Я рассортировал все работы по годам, начиная с восьмилетнего возраста. Получилось что-то похожее на домашнюю выставку. Только выставка эта не развешана по стенам, а лежит на полу, на рояле, на диване и стульях. Каждый набросок и каждый этюд вызывает почти мускульные воспоминания. Оказывается, я помню, как долго не выходило соотношение желтого платка и розовой коленки натурщицы. Помню, как не хотела отделиться коричневая стена фона от таких же коричневых волос затылка, как не хватило зеленых красок для солнечных зайчиков на траве, как трудно было соединить горизонталь мелкой ряби на реке с вертикальными линиями отражений.

Помню упругость широкой кисти и ощущение радости от положенного на холст мазка. Не вообще мазка, а именно вот от этого, лежащего в ямочке между ключицами.

Помню рождение этого мазка на палитре: охра телесная, кобальт светлый, белила и чуть-чуть крапп лака фиолетового, похожего на прозрачное фруктовое желе.

Ожившие годы

Вместе с воспоминаниями о самом процессе работы по какому-то условному рефлексу возникли и пространство, и время, и люди, и даже запахи.

Вот на маленьком холсте неумело и жидко изображены лодка, песок, море и сосна. Сзади рукой моей матери написано: «1910».

Значит, мне было девять лет. Почти семь десятков лет отделяет меня от этого дня, а я хорошо помню, как дул ветер, пахло черникой и мелкий дождь прогнал меня с балкона белого домика, стоявшего на Рижском взморье.

А вот другая дата – 1914. На таком же маленьком холсте, но уже густыми красками, написана дорожка в лесу.

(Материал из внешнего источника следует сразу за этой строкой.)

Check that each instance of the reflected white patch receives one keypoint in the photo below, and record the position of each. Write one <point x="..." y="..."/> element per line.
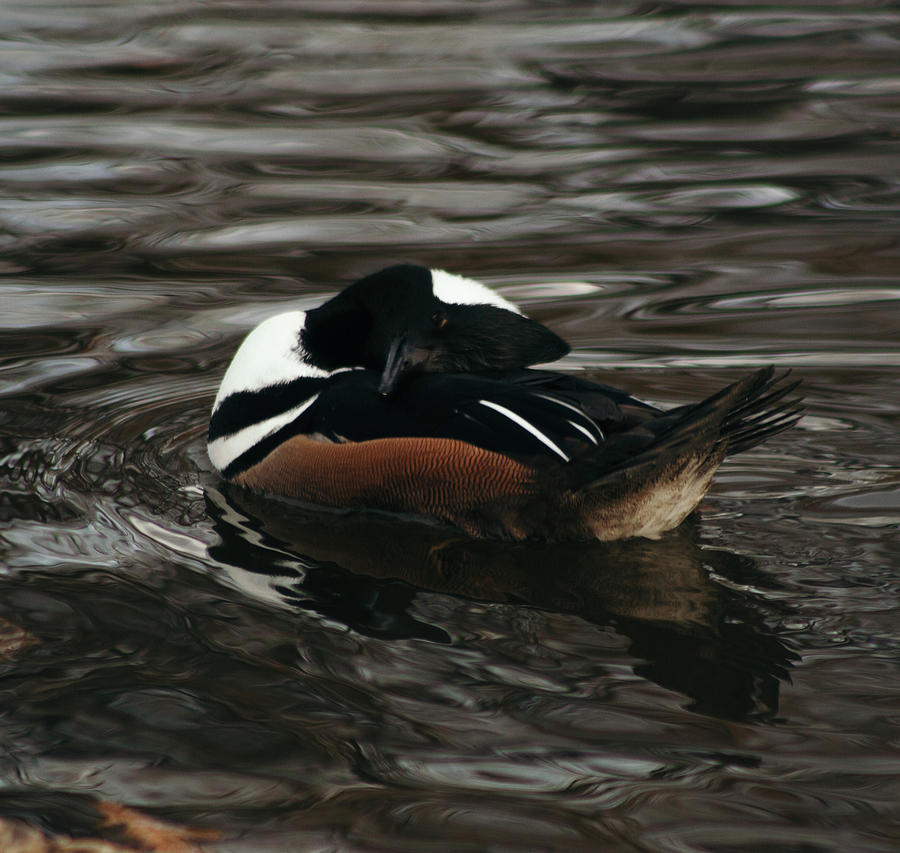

И этот день помню. Было очень жарко. Я сидел на вылезшем из земли толстом горбатом корне и писал сосновый лес Таган около имения князей Волконских под Москвой, там, где теперь Дом отдыха архитекторов. Этюдник все время сползал с колен. Медная баночка с льняным маслом опрокинулась в рыжую сухую хвою и облила муравья. Я его долго спасал, вытаскивая палочкой. Помню, как подошел монах из соседнего монастыря Екатерининской пустыни и целый час стоял в своей пыльной черной рясе и смотрел, как я рисую. Это было приятно, потому что картинка мне нравилась. Я считал, что она получилась ничуть не хуже, чем «Последний луч» в книжке о Левитане, которую мне незадолго до этого подарила мама.

Альбом 1916/1917 года. На первой странице первый набросок с обнаженной натуры. Хорошо помню, что было это в субботу. В студии Хотулева у Красных ворот, куда я поступил, будучи еще учеником реального училища, по субботам был час набросков. Приходила натурщица.

Я очень боялся этой первой субботы. Мне казалось, что этот день будет целым событием. Первый раз в жизни я близко увижу совсем голую женщину, то есть что-то очень тайное, неприличное и стыдное.

Натурщица вышла из-за ширмы, завернувшись в большой платок. Прошла босая по полу, вскочила на невысокий станок. Сбросила платок на табуретку.

И никакого события не произошло. В обнаженной женщине не оказалось ничего неприличного. Да это и понятно. Обнаженность может быть неприличной только в какой-то ситуации, а тут ситуация простая – надо учиться рисовать.

Рядом с альбомом набросков лежат содранные с подрамников огромные холсты. Это мои студенческие работы.

Большой портрет девушки в русском костюме. Охристое лицо, рука с голубыми отсветами, красная лента, коричневая юбка. Помню, что Архипов похвалил меня за эту работу, а я очень обрадовался и удивился.

Вертикальный холст. Обнаженная женская фигура. Очень белое, жемчужное тело и ярко-рыжие волосы. Это одна из наших постоянных натурщиц. Из-за нее всегда происходили споры между мастерскими. И Машков, и Осмеркин, и Кончаловский, и Малютин – все хотели заполучить ее в свою мастерскую.